This plan shows the roads and buildings erected in the 1st century, with artificial terracing making flat ground for wooden structures, with sheds and outhouses behind and used as workshops for light industry and manufacturing, with some residential. As a result the Walbrook to the east had already become silt-laden and subject to flood.


Some were shops and would have sold household goods, such as imported Gaulish wares and spices. Mixed in with the house keepers and shop owners would have been soldiers, as any new town was built and occupied by the army until citizen authorities took over. A large barracks stood in the north west area of the nascent city. It must have got lively at times. 



After the Boudican revolt of AD 60 Londinium was built bigger and better. Some of the new buildings were constructed on large oak beams, with finds suggesting that this building was a bakery.


A remarkable find was a whole door, surviving due to the wet conditions mentioned above.


After the Hadrianic fire (London has burned down throughout its history) we see stone buildings replacing some of the wooden ones. We find the iconic symbols of wealth in Roman times, the mosaic, the hypocaust and tessellated floors.


London was abandoned after the collapse of the Roman Empire until Alfred the Great turned it into a fortified burgh in 886. By the 10th century London was once again the biggest settlement in England. 


One of the main tasks for the archaeologists was to investigate the lost church of St Benet Sherehog (a shere hog is a ram castrated after its first shearing), seen here at the very edge of the site. Constructed in the 11th century it was destroyed in 1666. The Romans had a hand in its having to be rebuilt several times, because it kept sinking into a Roman drain!

St Benet Sherehog
Metalworkers, smiths and ironmongers are well represented in the rows of shops and workshops. One road was called Ironmongers Row and the eastern end was 'La Lorimerie' after the Latin for strap 'lorum', where bridle pieces were made. The area was an international one, with one property owned by the Tolesan merchant family of Toulouse and the headquarters of the Society of the Riccardi of Lucca, who sold spices and textiles. They created the first money trading house and the Stocks Market also established itself here.

The striking survival of the Great Conduit, built between 1236 and 1245, is amazing. This brought in fresh water from the Tyburn and during coronations flowed with red and white wine! 

The Great Conduit - the door led up to the street
After 1666 the church of St Benet was no more, but the land continued to be used for burials.

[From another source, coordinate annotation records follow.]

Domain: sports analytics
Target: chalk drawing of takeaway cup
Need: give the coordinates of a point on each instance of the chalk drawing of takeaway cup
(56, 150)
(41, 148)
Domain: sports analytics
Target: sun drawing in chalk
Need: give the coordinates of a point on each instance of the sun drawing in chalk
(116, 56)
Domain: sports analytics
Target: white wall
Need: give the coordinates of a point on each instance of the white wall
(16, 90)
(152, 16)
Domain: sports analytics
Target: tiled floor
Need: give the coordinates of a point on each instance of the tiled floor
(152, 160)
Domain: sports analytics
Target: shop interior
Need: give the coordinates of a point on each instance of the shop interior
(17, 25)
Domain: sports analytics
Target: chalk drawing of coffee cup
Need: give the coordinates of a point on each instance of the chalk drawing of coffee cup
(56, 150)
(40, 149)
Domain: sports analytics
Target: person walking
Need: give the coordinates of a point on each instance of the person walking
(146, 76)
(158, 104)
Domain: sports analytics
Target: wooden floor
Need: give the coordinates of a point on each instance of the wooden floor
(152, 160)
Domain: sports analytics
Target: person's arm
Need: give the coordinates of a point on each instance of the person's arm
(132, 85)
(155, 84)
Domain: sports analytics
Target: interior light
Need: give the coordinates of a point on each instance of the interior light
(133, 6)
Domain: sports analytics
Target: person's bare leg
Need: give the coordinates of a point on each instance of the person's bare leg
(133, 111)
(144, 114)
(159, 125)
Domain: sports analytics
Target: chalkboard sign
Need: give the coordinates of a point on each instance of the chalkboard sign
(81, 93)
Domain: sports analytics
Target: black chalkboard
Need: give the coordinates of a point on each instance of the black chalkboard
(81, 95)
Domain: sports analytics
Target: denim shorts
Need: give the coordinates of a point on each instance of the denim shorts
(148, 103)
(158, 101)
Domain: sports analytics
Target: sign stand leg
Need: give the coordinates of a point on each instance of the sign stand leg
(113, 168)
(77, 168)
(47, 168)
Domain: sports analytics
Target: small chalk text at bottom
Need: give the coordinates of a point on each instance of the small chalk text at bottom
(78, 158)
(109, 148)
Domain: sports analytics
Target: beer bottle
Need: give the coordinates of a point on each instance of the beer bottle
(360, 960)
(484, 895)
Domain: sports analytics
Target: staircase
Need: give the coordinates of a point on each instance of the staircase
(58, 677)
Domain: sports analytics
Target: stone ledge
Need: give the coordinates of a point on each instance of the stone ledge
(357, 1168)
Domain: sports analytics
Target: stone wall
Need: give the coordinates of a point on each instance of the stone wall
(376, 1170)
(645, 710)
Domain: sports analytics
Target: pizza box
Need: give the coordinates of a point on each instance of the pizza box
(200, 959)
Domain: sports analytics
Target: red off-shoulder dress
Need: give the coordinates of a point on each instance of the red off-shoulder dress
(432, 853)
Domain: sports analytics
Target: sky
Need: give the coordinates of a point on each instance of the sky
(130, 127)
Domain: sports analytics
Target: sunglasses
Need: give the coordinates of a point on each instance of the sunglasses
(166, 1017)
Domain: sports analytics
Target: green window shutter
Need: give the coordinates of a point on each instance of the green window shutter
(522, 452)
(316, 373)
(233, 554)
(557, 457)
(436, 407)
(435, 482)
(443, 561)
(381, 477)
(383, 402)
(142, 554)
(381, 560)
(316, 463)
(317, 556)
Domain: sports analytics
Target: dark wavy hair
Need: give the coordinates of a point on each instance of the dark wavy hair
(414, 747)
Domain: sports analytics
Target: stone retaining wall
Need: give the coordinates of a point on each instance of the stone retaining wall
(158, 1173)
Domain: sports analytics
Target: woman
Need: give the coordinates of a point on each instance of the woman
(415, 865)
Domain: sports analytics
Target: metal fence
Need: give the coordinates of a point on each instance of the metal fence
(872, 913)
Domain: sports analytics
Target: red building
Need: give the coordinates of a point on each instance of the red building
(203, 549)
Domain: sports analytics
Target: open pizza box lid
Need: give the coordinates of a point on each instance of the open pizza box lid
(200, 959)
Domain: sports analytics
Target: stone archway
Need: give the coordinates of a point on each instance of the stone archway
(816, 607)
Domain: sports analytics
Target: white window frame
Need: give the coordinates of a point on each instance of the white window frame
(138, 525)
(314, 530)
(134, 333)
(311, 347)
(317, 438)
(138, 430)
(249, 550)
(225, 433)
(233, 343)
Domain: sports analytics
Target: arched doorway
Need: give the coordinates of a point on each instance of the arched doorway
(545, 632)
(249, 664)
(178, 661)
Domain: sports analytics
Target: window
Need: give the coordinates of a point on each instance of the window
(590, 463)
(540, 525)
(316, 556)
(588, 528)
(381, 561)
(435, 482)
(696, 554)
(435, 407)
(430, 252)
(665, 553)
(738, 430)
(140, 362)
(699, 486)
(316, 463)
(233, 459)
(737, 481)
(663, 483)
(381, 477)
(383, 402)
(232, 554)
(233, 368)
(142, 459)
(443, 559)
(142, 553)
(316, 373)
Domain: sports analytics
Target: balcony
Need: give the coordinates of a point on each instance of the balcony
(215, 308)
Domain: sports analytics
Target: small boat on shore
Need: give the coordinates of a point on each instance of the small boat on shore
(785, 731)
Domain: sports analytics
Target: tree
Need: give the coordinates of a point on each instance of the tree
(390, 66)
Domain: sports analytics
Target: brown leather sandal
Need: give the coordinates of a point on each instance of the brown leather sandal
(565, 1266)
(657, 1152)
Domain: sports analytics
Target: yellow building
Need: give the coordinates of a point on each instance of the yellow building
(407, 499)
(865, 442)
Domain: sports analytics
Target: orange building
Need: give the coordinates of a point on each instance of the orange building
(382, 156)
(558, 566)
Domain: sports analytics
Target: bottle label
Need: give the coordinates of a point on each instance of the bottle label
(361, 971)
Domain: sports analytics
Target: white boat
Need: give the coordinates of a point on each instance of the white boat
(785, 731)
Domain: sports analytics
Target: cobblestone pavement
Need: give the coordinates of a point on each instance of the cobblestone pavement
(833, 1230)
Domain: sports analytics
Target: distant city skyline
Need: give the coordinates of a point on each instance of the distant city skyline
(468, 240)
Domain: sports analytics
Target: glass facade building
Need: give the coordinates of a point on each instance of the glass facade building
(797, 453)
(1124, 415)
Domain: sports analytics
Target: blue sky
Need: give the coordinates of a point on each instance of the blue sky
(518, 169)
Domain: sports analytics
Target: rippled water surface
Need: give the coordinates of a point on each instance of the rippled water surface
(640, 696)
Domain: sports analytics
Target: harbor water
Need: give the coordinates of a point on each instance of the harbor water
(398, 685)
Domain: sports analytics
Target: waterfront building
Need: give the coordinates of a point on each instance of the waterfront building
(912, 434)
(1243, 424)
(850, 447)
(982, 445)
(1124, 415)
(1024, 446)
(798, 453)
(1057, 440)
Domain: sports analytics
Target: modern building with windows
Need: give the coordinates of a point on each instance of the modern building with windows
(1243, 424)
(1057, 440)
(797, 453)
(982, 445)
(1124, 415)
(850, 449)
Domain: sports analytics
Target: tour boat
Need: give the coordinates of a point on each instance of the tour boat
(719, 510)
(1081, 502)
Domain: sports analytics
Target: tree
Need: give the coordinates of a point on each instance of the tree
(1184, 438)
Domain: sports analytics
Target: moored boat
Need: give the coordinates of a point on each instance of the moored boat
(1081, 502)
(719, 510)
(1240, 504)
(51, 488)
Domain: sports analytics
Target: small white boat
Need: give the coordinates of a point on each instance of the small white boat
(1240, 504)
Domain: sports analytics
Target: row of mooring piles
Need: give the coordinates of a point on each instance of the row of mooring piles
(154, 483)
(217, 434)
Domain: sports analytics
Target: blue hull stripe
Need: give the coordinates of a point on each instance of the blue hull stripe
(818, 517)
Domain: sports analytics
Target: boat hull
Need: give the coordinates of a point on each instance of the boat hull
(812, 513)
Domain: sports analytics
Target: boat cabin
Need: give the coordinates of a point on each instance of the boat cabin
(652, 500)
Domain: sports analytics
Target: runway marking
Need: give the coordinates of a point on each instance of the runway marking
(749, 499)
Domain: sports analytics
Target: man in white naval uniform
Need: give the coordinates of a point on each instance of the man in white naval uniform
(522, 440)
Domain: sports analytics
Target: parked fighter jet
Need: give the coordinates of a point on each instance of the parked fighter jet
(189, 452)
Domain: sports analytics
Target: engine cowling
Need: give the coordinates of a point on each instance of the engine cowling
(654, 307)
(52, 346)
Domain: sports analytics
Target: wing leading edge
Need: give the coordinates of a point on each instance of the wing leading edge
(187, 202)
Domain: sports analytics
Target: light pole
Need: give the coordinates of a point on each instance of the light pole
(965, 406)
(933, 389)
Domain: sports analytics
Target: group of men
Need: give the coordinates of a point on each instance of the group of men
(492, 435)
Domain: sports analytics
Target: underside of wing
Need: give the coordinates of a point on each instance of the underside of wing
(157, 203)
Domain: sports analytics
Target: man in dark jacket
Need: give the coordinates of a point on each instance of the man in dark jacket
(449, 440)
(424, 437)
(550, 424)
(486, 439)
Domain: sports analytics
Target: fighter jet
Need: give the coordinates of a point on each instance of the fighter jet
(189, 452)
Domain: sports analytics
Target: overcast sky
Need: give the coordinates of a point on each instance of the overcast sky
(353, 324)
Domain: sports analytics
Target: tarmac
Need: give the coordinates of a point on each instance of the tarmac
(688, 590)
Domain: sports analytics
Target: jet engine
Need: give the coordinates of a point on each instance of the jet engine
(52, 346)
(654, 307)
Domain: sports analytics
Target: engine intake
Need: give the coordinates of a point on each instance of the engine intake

Some had distorted legs, tuberculosis and rickets due to malnutrition and some DISH (a spinal condition) which effects the obese. Rich and poor tended to live cheek-by-jowl until quite recently. 

Even in London, where development continues apace, such a chance to excavate such a large area will not come again for some time and Poultry is one of the great digs since archaeology became part of the planning process in 1990.

Pictures: 'The Heart of the City' by Peter Rowsome

Friday 8 June 2012

ARCHAEOTREKS-AUGUST BANK HOLIDAY

Come to Dorset for the August Bank Holiday. I will guide you through the unique Roman town of Durnovaria (Dorchester), the majestic Maiden Castle, to hear its 5,000 year old story and FIVE prehistoric sites that still dominate the heights above Abbotsbury and the Jurassic Coast. Plus two evening talks.

ITINERARY
Saturday evening: talk + drink & nibbles
Sunday: Maiden Castle & Dorchester; evening talk + drink & nibbles 
Monday: five sites on the Dorset Ridgeway 

£40 per person with children free (under 16). 

I have several recommended B&Bs - with a 10% discount when you give them my name.   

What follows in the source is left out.